Soon each prisoner down the row wanted to hold and smell the daffodil.
One prisoner said, “That smells so good. I’ve heard that lilacs smell good too. I’ve never smelled one. I hope I can smell lilacs someday.”
She went down to the end of the row where a prison officer was standing. He said to her, “I had no idea these men were so sensitive and caring. I had no idea.”
What reality are you living in?
What reality were the guards living in?
Many people, perhaps most, think prisoners are insensitive, uncaring creatures who simply need to be punished.
How are we going to treat each other?
What are we like?
How do we talk to each other?
We are all humans who want to smell daffodils.
Sometimes we forget that we are all sensuous beings, and we get caught up in our mind’s reality. Those in prison may have thought (mistakenly) that it would be helpful to be violent to someone. I too have gotten caught up in that reality.
Whoever we are, we believe our version of reality.
What do we do with such a vision of reality?
How will we learn to live with ourselves and with one another?
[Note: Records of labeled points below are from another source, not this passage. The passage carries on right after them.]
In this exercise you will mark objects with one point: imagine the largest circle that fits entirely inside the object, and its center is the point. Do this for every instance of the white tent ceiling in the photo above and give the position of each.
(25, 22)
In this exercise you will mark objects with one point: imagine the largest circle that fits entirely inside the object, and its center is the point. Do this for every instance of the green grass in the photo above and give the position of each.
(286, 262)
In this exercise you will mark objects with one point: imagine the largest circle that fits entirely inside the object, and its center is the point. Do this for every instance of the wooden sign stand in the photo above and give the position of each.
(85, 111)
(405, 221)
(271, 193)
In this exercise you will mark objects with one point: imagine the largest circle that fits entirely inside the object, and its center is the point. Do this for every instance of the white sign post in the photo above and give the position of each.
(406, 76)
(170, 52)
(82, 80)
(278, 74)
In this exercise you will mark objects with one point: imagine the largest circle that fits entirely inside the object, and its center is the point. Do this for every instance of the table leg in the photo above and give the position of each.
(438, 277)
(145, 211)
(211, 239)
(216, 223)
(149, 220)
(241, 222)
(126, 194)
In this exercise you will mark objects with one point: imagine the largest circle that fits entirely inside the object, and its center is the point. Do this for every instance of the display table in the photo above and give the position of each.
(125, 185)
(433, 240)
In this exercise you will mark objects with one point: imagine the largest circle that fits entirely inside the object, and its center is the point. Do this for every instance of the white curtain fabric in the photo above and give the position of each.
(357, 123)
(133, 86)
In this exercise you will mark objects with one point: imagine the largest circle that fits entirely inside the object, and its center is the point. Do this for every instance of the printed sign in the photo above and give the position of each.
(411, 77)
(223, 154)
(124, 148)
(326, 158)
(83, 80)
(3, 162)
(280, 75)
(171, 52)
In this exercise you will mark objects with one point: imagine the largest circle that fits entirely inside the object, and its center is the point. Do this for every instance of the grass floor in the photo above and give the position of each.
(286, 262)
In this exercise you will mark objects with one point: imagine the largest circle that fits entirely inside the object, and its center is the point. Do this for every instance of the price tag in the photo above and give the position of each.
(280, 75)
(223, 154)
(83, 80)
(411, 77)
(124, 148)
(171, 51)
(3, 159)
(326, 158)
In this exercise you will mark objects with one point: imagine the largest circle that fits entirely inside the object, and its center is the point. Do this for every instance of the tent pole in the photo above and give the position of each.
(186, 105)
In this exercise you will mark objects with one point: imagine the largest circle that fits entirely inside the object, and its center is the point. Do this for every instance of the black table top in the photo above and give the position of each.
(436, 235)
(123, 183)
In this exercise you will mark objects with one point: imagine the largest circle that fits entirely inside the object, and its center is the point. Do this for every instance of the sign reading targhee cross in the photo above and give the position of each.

This is difficult to talk about with anyone who is caught up in their own vision of reality. We pray that each of us can observe our awareness closely enough that we can relax a bit around our version of reality and start to notice how sensitive or caring the misbehaving person can be — a frightened, scared person, who may love to smell flowers. We don’t have to fix this person or beat them into submission. Then we can start to have a sense of peace and harmony. We can even have an experience of well-being and happiness with one another and with ourselves.